Theoretically, Neostigmine can cause muscle relaxation at a high enough doses. This is a great clinical question.

"If you anesthesia tray is completely devoid of muscle relaxants, which drug in your tray can cause muscle relaxation?"

I'm can't remember the MOA, but theoretically at least the high Ach levels produced by Acetylcholinesterase drugs could cause a phase 1 block like Succinylcholine.
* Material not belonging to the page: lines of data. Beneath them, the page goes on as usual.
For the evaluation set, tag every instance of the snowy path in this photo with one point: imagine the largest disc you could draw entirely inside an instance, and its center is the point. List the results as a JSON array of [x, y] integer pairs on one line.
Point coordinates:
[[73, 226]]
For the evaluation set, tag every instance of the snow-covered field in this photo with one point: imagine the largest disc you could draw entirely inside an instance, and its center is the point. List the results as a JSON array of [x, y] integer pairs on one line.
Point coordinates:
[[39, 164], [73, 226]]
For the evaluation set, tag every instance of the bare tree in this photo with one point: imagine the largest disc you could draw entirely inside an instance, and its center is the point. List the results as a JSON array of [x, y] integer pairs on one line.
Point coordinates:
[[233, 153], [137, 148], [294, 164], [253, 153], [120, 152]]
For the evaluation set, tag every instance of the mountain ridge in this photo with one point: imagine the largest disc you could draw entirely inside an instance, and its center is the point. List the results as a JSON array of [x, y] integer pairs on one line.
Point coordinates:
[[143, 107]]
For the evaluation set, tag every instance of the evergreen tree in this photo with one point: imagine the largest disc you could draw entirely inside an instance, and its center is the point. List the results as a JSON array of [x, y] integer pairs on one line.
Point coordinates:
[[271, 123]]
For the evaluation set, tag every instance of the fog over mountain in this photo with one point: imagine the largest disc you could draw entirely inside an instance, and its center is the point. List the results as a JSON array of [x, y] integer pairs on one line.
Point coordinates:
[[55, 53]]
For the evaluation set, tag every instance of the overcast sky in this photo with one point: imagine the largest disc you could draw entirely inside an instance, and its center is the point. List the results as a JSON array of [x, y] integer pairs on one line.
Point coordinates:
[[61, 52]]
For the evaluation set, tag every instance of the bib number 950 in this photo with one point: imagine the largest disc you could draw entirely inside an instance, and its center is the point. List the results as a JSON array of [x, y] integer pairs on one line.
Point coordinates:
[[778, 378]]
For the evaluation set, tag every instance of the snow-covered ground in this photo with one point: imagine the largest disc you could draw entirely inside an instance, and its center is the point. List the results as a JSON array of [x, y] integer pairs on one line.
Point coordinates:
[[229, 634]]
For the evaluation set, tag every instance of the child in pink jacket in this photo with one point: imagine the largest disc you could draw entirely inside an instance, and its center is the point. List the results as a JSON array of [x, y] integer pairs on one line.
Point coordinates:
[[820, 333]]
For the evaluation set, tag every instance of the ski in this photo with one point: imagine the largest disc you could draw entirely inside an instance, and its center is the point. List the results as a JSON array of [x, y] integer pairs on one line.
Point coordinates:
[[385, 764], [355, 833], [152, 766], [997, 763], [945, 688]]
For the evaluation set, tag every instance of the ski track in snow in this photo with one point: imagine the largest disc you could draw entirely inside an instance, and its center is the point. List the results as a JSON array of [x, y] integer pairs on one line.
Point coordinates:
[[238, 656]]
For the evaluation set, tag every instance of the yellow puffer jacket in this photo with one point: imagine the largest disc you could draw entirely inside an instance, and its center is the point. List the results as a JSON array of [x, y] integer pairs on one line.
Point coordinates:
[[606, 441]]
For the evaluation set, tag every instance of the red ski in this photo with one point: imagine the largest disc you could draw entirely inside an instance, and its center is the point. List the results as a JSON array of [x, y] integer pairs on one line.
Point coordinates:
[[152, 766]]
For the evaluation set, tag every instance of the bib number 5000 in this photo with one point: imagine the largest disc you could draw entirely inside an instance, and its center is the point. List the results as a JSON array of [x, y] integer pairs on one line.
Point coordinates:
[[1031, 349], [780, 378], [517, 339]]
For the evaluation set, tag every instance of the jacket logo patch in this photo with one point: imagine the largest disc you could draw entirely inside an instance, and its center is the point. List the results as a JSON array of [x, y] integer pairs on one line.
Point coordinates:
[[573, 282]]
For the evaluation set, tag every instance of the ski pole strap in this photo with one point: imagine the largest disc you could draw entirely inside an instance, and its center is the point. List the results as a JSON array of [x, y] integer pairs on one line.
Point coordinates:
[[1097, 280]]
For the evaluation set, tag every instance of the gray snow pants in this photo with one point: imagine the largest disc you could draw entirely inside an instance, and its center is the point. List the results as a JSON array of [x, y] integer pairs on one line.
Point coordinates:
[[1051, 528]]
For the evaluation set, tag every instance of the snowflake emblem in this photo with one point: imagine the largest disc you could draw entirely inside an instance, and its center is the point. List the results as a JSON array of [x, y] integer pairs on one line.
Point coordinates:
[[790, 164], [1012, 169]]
Does anyone else want to take a shot?

to also help determine how deep the paralysis is (if no tof twitches) you can do a post tetanic twictch count. this will help determine how soon you should get twitches back if you dont have any tof. supramaximal 100hz stimulation for 5 sec, then one twitch every second and count the twitch response. 8-10 post tt twitches will usually correllate tof 1/4. if less than 8 you have a ways to go before pt is ready to reverse, or return of any twitches.

side note on tof. if the 4th twitch if 90% as strong as the first twitch then there is less than 70% blockade of receptors, if the 4th twitch is less than 90% of the first twitch then there is greater than 70% blockade of receptors.

Does the anticholinesterase block the Ach receptors pre or post synaptically?

anticholinesterases block the formation of acetylcholinesterase, this allows for greater amounts of circulating ach. the excess ach thusly has a greater chance to bind with ach receptors, competing with nmba allowing for muscle depolarization of muscle fibers (reversed paralysis), (while the nmba's are concurrently being metabolized in their normal fashion). this occurs at the postsynaptic membrane.

however if you give an anticholinesterase to a person paralyzed with succs, it will prolong the block because the mechanism that breaks down succs is blocked, (cholinesterase) (succs is 2 ach molecules stuck together) this is why patients will fasiculate (depolarize) when you give succs.

also of note when using pancuronium or vecuronium, these have metabolites that can prolong paralysis.

vec's metabolite is 33% as potent as the parent drug

pan's metab is 66% as potent this is significant if you talk reversal. the metabolits can cause resp depression after you take the patient to recovery.

d

brenna's dad posted as i was typing my dissertation.

i'm not sure but your rationale sounds good to me.